自分を演じ分けることができる
先輩芸人に対する敬意のなさ、または仲間との協調性のなさ、自分勝手……。 だがそれは粗品のほんの一面にしかすぎない。
例えば自分の冠コーナー『粗品ゲーム』では意外とそつなく進行したり、『FNS逃走中』でも、いかに『逃走中』のファンだったかを独自の視点で熱く語っていた。他にも審査員を務めた『ハモネプ』の審査では、大好きな音楽への造詣の深さが分かるような、冷静な評価をしている。つまりそうした自ら火の輪をくぐりに行くような炎上気質とは裏腹に、自分を演じ分けることができるのが粗品なのだ。
また同『27時間テレビ』の中では、長田から、『新しいカギ』メンバーでこの番組を担当できたことについて、粗品と2人で「ここまで来れた」と泣いたこともバラされている。スタート当初は視聴率が振るわず、演者もスタッフもピリピリしていたという『新しいカギ』。「学校かくれんぼ」という鉱脈で人気番組に成長していったのは周知の事実だが、粗品も番組が成長していくまでの裏方の努力を知っているだけに、感慨もひとしおなのだろう。意外と熱い男でもあるのだ。
思えば、彼の姿はどこかかつての島田紳助氏やビートたけしにも重なる。たけしはかつて“欽ちゃん”こと萩本欽一に対して「お笑いのくせに、愛と涙ばっかしやりやがって」「お笑いなのに何にもギャグやんないんだから」などと公然と痛烈批判していた。紳助氏は新人の頃、かなりの生意気だったため、先輩から嫌われ、誰も食事に誘ってくれなかったことを明かしている。
紳助氏とたけしに共通しているのは、世の中の偽善を暴く姿勢だ。

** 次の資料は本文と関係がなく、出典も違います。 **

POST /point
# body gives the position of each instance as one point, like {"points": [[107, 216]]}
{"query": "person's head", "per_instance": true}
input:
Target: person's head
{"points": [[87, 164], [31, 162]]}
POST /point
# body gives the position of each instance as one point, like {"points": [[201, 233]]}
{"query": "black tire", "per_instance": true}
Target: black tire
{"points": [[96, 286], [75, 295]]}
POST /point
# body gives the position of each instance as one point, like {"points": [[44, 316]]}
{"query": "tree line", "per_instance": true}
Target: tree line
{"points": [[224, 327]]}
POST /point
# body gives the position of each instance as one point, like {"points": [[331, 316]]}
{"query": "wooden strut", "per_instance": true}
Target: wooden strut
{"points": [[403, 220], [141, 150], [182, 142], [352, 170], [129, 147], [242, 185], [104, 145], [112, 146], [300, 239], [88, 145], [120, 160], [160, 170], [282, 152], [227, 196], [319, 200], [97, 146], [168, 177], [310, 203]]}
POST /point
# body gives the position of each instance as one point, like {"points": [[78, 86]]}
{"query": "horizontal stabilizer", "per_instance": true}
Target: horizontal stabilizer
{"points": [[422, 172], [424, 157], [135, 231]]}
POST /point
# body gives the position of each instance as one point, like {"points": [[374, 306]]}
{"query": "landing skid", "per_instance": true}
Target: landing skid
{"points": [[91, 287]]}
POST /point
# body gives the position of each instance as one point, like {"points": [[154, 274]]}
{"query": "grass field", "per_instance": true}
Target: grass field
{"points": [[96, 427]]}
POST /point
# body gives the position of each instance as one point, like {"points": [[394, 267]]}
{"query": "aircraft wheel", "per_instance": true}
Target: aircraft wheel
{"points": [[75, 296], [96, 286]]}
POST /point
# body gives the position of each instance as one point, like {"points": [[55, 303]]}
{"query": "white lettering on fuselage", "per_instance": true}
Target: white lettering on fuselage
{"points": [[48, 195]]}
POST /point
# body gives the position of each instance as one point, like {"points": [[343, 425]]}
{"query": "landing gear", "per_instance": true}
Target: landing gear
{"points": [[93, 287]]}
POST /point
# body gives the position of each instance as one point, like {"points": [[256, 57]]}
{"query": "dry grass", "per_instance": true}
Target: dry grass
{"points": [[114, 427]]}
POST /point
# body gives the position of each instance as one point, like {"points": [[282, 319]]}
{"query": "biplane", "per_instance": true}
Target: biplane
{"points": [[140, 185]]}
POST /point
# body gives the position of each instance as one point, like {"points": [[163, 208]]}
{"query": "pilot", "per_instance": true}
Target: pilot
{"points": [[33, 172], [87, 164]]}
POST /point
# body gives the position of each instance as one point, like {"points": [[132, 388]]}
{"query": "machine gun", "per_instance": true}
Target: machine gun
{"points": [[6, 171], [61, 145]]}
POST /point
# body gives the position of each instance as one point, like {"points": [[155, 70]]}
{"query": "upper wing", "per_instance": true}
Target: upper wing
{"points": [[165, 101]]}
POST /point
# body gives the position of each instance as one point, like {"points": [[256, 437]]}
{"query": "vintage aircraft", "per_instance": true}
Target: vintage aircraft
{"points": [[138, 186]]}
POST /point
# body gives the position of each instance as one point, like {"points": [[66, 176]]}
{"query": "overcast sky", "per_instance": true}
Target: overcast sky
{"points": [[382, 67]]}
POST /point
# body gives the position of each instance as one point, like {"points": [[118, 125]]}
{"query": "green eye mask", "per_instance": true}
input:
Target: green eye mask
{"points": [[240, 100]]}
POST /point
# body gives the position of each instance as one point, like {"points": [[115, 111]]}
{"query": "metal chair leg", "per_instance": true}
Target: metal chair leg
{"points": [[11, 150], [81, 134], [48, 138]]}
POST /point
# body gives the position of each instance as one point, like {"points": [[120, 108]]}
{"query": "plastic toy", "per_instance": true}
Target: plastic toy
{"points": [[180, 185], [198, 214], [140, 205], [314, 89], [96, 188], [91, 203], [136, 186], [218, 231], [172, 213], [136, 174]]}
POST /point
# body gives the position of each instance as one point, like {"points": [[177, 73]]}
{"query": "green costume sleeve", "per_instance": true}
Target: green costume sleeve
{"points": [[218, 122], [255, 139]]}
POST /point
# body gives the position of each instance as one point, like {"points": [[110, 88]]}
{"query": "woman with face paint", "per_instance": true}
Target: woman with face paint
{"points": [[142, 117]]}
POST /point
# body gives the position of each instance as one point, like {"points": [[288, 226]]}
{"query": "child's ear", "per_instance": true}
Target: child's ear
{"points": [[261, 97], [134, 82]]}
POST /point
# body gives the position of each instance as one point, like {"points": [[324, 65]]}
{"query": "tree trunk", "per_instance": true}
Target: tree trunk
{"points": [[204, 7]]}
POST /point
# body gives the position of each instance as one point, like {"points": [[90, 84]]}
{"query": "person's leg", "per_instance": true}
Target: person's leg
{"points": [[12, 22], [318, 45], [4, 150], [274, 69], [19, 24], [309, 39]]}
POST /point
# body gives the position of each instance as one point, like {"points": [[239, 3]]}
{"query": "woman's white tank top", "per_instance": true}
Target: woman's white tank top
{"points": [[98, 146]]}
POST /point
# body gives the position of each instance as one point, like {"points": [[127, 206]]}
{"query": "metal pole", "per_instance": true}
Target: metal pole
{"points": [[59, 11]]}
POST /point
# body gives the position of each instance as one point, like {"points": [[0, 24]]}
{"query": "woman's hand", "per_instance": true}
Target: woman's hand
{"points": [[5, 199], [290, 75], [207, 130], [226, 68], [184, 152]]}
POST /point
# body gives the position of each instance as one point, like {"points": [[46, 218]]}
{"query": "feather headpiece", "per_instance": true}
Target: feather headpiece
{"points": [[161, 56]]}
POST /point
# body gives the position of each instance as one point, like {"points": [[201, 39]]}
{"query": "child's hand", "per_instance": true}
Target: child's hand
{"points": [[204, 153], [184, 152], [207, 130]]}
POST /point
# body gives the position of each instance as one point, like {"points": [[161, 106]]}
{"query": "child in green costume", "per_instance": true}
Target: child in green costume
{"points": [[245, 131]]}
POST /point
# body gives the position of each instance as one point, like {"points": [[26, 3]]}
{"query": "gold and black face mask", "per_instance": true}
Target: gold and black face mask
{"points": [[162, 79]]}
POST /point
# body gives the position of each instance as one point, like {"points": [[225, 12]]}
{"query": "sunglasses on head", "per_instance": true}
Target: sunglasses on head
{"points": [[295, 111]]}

「本当は誰しもが心の中で思っている」ようなことを的確に言ってのける、いわば人間の本質をあぶり出すような笑い。今の粗品に両名が持ち得ていた人気と実力があるかどうかはさておき、コンプライアンスに縛られるテレビ界にあって、自由に暴れ回ることができるのは、今や彼だけではないだろうか。もちろん、粗品の舌鋒を全面的に支持するわけでも肩入れするわけでもないが、不快に思う視聴者もいる一方で、喝破することのカタルシス、痛快さもある。テレビの中での発言が生ぬるくなりつつある今、自身のキャリアをも失いかねない危うさを持ち合わせる男から今後も目が離せない。